At the same time, demographic developments mean that there will be far fewer younger people on which to build a new skills base.

Australia’s productivity gains over the past two decades, stimulated by economic and labour market restructuring, are well known. Less well recognised till now is the price that we have paid as a result of reduced funding of skills formation. The message to this inquiry was that the next wave of productivity gains will need to be founded on a a new skills formation strategy. This will require increased public and private sector investment, targeting areas of highest economic and social priority, as well as policy settings and a training delivery framework that support new and more effective approaches to skills formation. In effect, Australia needs a new policy agenda for skills formation, supported by an improved information base.

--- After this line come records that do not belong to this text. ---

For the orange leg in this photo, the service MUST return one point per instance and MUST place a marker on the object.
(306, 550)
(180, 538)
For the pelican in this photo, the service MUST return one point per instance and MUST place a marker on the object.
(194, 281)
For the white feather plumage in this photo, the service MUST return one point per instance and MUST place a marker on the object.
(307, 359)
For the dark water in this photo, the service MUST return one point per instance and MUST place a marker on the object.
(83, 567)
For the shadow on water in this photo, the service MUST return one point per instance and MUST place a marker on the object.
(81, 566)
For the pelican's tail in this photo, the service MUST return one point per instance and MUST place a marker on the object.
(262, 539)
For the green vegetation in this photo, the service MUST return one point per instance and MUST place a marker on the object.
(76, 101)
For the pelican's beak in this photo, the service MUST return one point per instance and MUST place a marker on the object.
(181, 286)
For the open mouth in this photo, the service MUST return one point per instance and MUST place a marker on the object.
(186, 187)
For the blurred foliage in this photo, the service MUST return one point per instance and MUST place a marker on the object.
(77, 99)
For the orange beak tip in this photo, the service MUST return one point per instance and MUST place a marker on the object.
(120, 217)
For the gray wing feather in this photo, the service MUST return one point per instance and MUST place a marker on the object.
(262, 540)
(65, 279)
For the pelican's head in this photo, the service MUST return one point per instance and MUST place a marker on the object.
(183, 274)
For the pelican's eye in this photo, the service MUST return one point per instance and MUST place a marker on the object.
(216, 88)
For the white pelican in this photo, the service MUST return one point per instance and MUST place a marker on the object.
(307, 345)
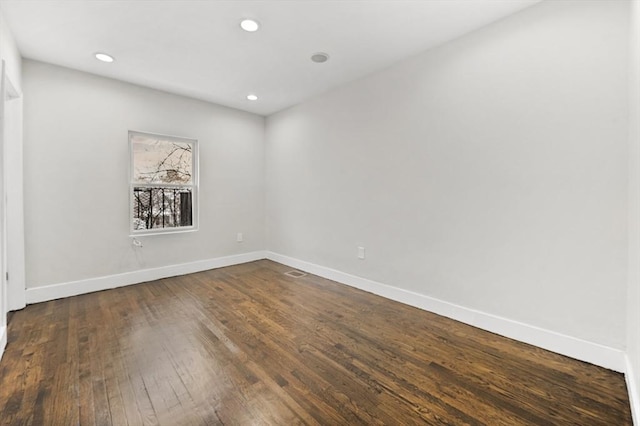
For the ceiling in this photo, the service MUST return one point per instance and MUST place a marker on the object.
(196, 47)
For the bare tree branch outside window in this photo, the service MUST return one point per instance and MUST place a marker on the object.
(163, 184)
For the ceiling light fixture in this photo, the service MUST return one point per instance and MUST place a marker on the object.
(104, 57)
(319, 57)
(249, 25)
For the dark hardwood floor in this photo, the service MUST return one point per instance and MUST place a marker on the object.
(248, 345)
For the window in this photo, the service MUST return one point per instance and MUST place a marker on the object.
(164, 183)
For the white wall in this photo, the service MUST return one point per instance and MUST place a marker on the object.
(633, 298)
(11, 138)
(76, 176)
(490, 172)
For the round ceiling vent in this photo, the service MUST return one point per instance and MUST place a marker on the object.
(319, 57)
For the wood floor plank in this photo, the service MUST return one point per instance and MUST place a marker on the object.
(249, 345)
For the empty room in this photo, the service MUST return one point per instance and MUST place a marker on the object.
(317, 212)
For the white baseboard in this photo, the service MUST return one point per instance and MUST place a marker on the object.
(632, 389)
(3, 340)
(582, 350)
(74, 288)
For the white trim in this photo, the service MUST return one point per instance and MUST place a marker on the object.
(73, 288)
(632, 389)
(583, 350)
(3, 340)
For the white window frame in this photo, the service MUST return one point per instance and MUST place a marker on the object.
(194, 185)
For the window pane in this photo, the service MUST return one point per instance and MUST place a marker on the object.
(161, 208)
(157, 160)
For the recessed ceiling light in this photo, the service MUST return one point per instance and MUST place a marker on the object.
(320, 57)
(104, 57)
(249, 25)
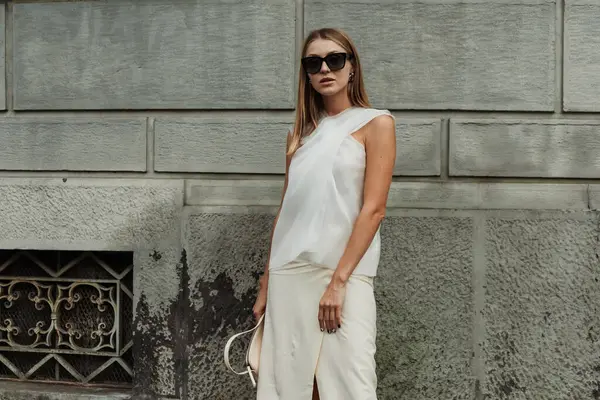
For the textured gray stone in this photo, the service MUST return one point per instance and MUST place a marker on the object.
(91, 214)
(425, 307)
(436, 195)
(102, 145)
(2, 61)
(244, 145)
(226, 251)
(428, 54)
(255, 144)
(114, 54)
(143, 216)
(594, 194)
(525, 148)
(542, 307)
(581, 56)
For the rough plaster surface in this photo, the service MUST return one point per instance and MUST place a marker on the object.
(436, 195)
(581, 56)
(226, 254)
(425, 308)
(542, 307)
(102, 145)
(98, 214)
(114, 54)
(474, 55)
(518, 148)
(95, 214)
(256, 144)
(2, 60)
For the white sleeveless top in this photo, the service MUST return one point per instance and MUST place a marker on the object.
(325, 195)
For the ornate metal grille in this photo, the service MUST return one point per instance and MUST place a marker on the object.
(66, 316)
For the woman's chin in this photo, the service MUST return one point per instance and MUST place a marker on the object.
(329, 91)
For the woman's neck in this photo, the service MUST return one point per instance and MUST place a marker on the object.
(336, 104)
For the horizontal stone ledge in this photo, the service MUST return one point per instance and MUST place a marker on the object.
(73, 144)
(436, 195)
(89, 214)
(28, 391)
(524, 148)
(255, 143)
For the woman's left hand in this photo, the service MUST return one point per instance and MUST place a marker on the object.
(330, 306)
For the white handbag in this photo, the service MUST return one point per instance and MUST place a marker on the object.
(253, 352)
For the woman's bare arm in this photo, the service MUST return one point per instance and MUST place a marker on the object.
(380, 147)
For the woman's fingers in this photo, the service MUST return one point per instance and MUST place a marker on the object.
(338, 317)
(322, 318)
(330, 318)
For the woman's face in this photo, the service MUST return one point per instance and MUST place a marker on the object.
(327, 80)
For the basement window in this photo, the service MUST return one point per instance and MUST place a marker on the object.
(66, 317)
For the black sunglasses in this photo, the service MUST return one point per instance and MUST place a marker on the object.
(335, 62)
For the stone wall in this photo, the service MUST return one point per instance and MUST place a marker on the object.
(158, 127)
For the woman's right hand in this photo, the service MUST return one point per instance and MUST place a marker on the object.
(260, 304)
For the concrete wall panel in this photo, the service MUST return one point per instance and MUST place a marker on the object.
(477, 55)
(542, 307)
(111, 55)
(71, 145)
(222, 292)
(257, 144)
(431, 195)
(516, 148)
(135, 215)
(581, 56)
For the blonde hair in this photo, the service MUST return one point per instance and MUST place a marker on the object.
(310, 103)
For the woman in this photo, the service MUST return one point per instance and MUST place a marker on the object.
(317, 289)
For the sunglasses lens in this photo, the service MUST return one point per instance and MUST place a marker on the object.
(336, 61)
(312, 65)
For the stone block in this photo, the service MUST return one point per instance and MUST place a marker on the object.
(2, 60)
(152, 55)
(225, 252)
(581, 56)
(542, 306)
(425, 307)
(438, 54)
(418, 145)
(143, 216)
(221, 144)
(71, 145)
(419, 195)
(255, 144)
(525, 148)
(92, 214)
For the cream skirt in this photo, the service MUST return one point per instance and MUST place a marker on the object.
(294, 349)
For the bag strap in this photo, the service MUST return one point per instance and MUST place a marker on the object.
(228, 346)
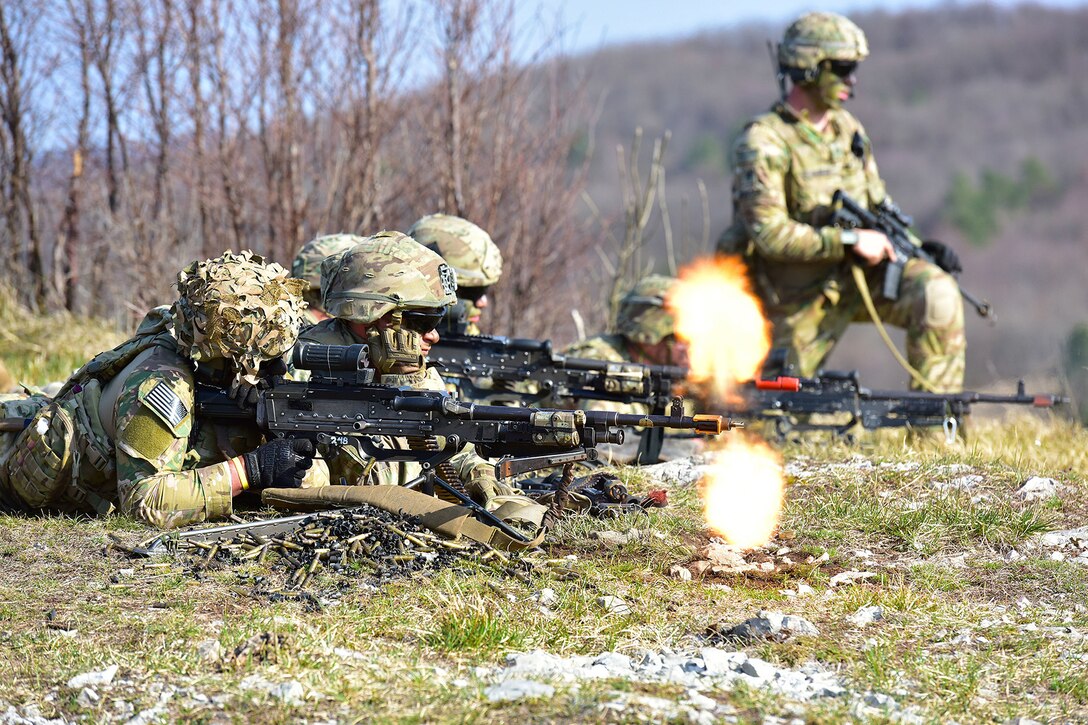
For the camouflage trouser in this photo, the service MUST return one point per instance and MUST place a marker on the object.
(929, 308)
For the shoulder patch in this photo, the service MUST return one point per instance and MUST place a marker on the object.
(448, 279)
(165, 404)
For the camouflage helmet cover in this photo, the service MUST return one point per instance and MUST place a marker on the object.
(307, 263)
(237, 307)
(465, 246)
(642, 316)
(384, 272)
(816, 37)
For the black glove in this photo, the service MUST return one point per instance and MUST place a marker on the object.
(943, 256)
(282, 463)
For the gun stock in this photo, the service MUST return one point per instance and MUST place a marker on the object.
(894, 224)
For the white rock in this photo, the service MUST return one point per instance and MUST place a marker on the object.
(880, 700)
(681, 573)
(100, 678)
(518, 689)
(680, 472)
(209, 650)
(699, 700)
(758, 668)
(614, 604)
(1075, 538)
(719, 662)
(1037, 489)
(866, 615)
(345, 653)
(545, 597)
(610, 538)
(289, 692)
(850, 577)
(613, 661)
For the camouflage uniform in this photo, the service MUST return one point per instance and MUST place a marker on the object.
(390, 272)
(468, 249)
(122, 432)
(786, 173)
(307, 267)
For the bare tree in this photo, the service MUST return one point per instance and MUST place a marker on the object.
(19, 23)
(68, 252)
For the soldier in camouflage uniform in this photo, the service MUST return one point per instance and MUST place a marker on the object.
(788, 164)
(122, 434)
(307, 267)
(645, 333)
(390, 292)
(472, 255)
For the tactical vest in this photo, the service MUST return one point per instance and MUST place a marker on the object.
(64, 458)
(818, 164)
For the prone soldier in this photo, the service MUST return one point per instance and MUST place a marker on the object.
(390, 292)
(122, 434)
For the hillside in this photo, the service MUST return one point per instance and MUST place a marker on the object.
(956, 90)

The agenda will need to achieve a more balanced approach to skills formation to counteract the current trends towards polarisation into high skills, high reward and low skill, low reward occupations. This calls for stronger recognition of the role of intermediate skills, including the traditional trades and other skilled vocational careers, in founding a skills pool that is both wide and deep. A broader base of skills will not only provide industry with a more sustainable skills pool, it will also provide more satisfying and economically rewarding career opportunities, in line with the diverse talents and aspirations of our community. To achieve this we need, among other things, to restore a sense of pride in the valuable contribution of skilled vocational pathways such as the traditional trades. This is an important challenge for governments, industry and the community. This report suggests a number of measures to accelerate the process.